Charlottesville’s City Council awarded a contract to the Robert Bobb Group, LLC to perform interim city manager services during Monday’s meeting. City Council voted 4-0, with Mayor Nikuyah Walker abstaining.
The Robert Bobb Group is a D.C.-based national consulting firm specializing in public and private sector consulting and advisory services. Bobb, a former city manager in Richmond, has provided his services to the city of Petersburg and other localities.
The city posted a Request for Proposals on Dec. 3, which states the city is looking to enter into a contract with a firm for a six-month term with a one-renewal term option.
“The City organization has been under extreme stress in recent years, with instability in multiple key leadership positions,” the RFP says. “Between the date of this RFP and April 2022 the new City Council (who will be seated January 1, 2022) will need to establish a strategic plan for the government and capital improvement and general fund budgets for Fiscal Year 2023. City Council’s desire is to be in a position to commence a robust, community-engaged process to recruit an individual to serve as the next City Manager, during the second quarter of 2022.”
The RFP also says the firm will be responsible for working with the City Council to develop an updated job description for a city manager, along with a prioritized work plan for a permanent city manager, tied to a written plan of goals and priorities approved by City Council for calendar years 2022 and 2023.
City spokesman Joe Rice could not be reached for comment on how much the firm will be paid to perform these duties.
Walker said she abstained because she had suggested the city should go in a different direction instead of hiring a firm, but she did not say what her suggestion was.
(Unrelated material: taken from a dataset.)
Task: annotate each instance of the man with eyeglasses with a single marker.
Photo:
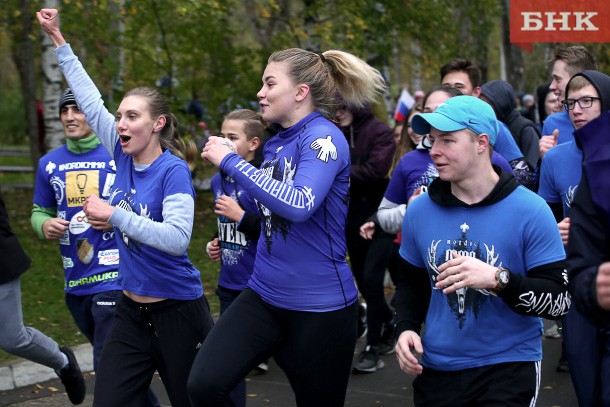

She also implied she thought this should have been a decision made by the incoming council.
“I think that [the Robert Bobb Group] may be beneficial to the city and with more information worked out at this point, I would have likely said yes. With that, I did recommend that we go a different direction,” Walker said. “But this individual is coming with a lot of experience and I enjoyed the information that was shared and the presentation that they put on and believe that they could be of some benefit.”
Monday’s meeting marked the last for Walker and councilor Heather Hill, who were both recognized for their time on City Council early in the meeting. Hill served as vice-mayor from January 2018 to December 2019 and as a councilor from January 2020 to December 2021. Walker served as mayor from January 2018 to December 2021. She was the city’s first Black female mayor.
Hill commended the work of the council and thanked city staff for their work and dedication, but also said she wishes the council could’ve gotten more done.
“This small city has carried a lot on its shoulders and I believe these challenges have impacted the work that Council and staff have been able to accomplish. I acknowledge there’s been missteps, and I’ve been a part of some of those and take ownership of that. They all will weigh heavily on me. And there’s much more I was hoping that we could have made strides on before the end of this council term and that I would have had the opportunity to be a part of,” Hill said.
Hill, who announced early this year that she would not be seeking re-election, said she has mixed emotions about leaving.
“Reflecting back, there’s so much about this work that has energized me,” she said, adding that there is still much work to be done. “I would love to be part of it in this capacity, but at the same time, this has taken its toll in a way that I could never have predicted,” Hill said.
Walker read a passage written by author and activist bell hooks, who died last week.
“Progressive visionary leaders have always known that any action which liberates and renews oppressed and exploited Black people strengthens the nation as a whole. Not only do these actions provide a model for ending racism, they provide strategies for the overall healing of America,” Walker read from hooks’ book Salvation.
Walker went on to say she hopes the incoming City Council continues to push forward on the equity work she started. Walker dropped out of her re-election campaign in September following the termination of Police Chief RaShall Brackney. On Monday, Walker said that she had considered quitting in December 2020.
“Charlottesville is a local model of the work that’s going to have to be done [in the country]. Anyone that thinks that we’re going to be able to hold hands in a circle around a campfire and kumbaya, they are not being realistic about what it’s going to take to actually ensure an equitable society exists,” Walker said. “I hope that you all are about the business of continuing that work. I hope that when there are challenges that you confront them and that you don’t just place blame on what has occurred the past four years … it is all of our duties … you have to right the wrongs.”
Hill and Walker will be replaced by Brian Pinkston and Juandiego Wade in the new year.